Die Frage habe ich mir auch gestellt. Leider halten da alle still. Ich gehe stark davon aus, dass der Betriebsrat von sich aus die Sache angestoßen hat. Mit einem Mitglied des Betriebsrates habe ich gesprochen. Da kam eine Begründung, wo ich nur dachte um Gottes willen. Es wurde wörtlich gesagt "du glaubst doch nicht, dass die, die dann da sind wirklich arbeiten. Da bin ich dann laut geworden. Ergo es wird unterstellt, dass die Mitarbeiter an den Tagen nicht arbeiten würden. Zusätzlich kam noch die Aussage, auf einer hysterischen Weise, die nächsten Jahre werde ich genauso dafür stimmen, dass zwischen Weihnachten und Neujahr zugemacht wird. Unglaublich. Bei uns ist es eher so, dass sich der Betriebsrat weniger für die Mitarbeiter Einsatz als für die Geschäftsführung. Teilweise denken die nur an sich.

K
Kehler

14.11.2024 um 08:26 Uhr

"Bei uns ist es eher so, dass sich der Betriebsrat weniger für die Mitarbeiter Einsatz als für die Geschäftsführung. Teilweise denken die nur an sich. "

Dann müsst ihr bei der nächsten Wahl andere Personen wählen.

Aber in dem von dir vorgestelltem Fall, hat der BR nichts falsches getan, außer, dass der BR das ganze eventuell angestoßen hat.

NB
nicht brauchen

14.11.2024 um 08:56 Uhr

Eine Betriebsruhe sollte 6 Monate davor angekündigt werden.

Ansonsten kannst du den BR mit den gewählten Politikern vergleichen.

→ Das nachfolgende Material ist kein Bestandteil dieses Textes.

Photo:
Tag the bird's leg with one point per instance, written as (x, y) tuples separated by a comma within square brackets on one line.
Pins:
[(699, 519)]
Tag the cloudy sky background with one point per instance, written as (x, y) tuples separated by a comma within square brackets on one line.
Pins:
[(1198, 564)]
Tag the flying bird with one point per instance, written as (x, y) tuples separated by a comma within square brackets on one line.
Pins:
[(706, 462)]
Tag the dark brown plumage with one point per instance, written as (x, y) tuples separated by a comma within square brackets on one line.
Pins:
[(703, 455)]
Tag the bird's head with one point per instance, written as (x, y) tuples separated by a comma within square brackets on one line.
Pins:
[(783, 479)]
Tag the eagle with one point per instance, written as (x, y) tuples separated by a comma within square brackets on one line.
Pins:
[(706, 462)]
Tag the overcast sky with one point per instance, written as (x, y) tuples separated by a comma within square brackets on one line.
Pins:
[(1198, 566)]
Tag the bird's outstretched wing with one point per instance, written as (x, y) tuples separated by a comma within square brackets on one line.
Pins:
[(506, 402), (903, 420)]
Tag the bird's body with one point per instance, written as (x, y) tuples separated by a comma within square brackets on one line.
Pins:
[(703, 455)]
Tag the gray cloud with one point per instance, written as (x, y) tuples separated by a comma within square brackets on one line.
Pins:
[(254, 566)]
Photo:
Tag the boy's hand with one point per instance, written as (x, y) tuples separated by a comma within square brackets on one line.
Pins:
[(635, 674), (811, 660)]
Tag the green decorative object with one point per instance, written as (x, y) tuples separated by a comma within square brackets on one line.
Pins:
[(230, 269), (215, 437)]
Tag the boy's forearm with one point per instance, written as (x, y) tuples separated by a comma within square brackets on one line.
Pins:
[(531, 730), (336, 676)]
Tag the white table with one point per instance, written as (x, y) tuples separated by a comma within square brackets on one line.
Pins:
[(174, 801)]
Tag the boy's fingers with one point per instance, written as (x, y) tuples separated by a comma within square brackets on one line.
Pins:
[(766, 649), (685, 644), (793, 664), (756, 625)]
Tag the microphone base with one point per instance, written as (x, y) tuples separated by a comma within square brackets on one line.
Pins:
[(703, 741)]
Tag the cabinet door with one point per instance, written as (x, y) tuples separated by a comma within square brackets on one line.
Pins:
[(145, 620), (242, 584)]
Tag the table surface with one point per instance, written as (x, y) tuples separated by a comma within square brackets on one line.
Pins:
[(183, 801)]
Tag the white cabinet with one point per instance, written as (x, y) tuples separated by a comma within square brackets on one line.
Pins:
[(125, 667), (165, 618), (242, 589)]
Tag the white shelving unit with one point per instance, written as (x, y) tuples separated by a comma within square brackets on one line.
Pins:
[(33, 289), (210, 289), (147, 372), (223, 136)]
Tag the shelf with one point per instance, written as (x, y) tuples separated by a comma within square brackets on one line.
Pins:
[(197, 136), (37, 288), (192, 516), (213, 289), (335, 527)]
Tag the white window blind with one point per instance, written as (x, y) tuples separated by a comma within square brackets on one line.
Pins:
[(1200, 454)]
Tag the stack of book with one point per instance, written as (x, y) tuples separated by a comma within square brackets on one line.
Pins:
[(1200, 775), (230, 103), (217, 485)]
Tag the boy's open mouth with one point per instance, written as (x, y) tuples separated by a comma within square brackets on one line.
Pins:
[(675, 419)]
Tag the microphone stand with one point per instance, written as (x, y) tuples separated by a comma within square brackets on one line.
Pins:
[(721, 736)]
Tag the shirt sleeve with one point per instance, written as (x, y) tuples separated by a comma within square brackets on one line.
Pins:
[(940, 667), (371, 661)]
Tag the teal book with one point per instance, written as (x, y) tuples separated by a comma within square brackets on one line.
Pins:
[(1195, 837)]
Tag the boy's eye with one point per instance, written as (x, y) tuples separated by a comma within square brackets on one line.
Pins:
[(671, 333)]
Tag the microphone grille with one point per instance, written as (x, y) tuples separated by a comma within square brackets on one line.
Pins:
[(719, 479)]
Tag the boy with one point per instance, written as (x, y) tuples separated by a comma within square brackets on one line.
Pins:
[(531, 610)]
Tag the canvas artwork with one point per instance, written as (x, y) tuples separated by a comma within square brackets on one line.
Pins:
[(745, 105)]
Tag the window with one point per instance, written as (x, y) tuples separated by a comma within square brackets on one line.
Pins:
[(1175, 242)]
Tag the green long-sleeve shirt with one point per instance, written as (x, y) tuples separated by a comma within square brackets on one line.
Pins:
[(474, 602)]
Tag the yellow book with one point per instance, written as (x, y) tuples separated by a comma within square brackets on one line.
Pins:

Die machen auch was sie wollen und fragen meistens nicht rum. Wenn du (und auch viele andere) da nicht einverstanden bist muss man bei der nächsten Wahl andere Leute (Parteien) wählen.

R
rtjum

15.11.2024 um 14:52 Uhr

Hat bei euch denn jeder Betrieb einen eigenen Betriebsrat oder habt ihr einen gemeinsamen?

T
Tutinmaus

15.11.2024 um 16:23 Uhr

Jeder Außenstelle hat seinen eigenen Betriebsrat.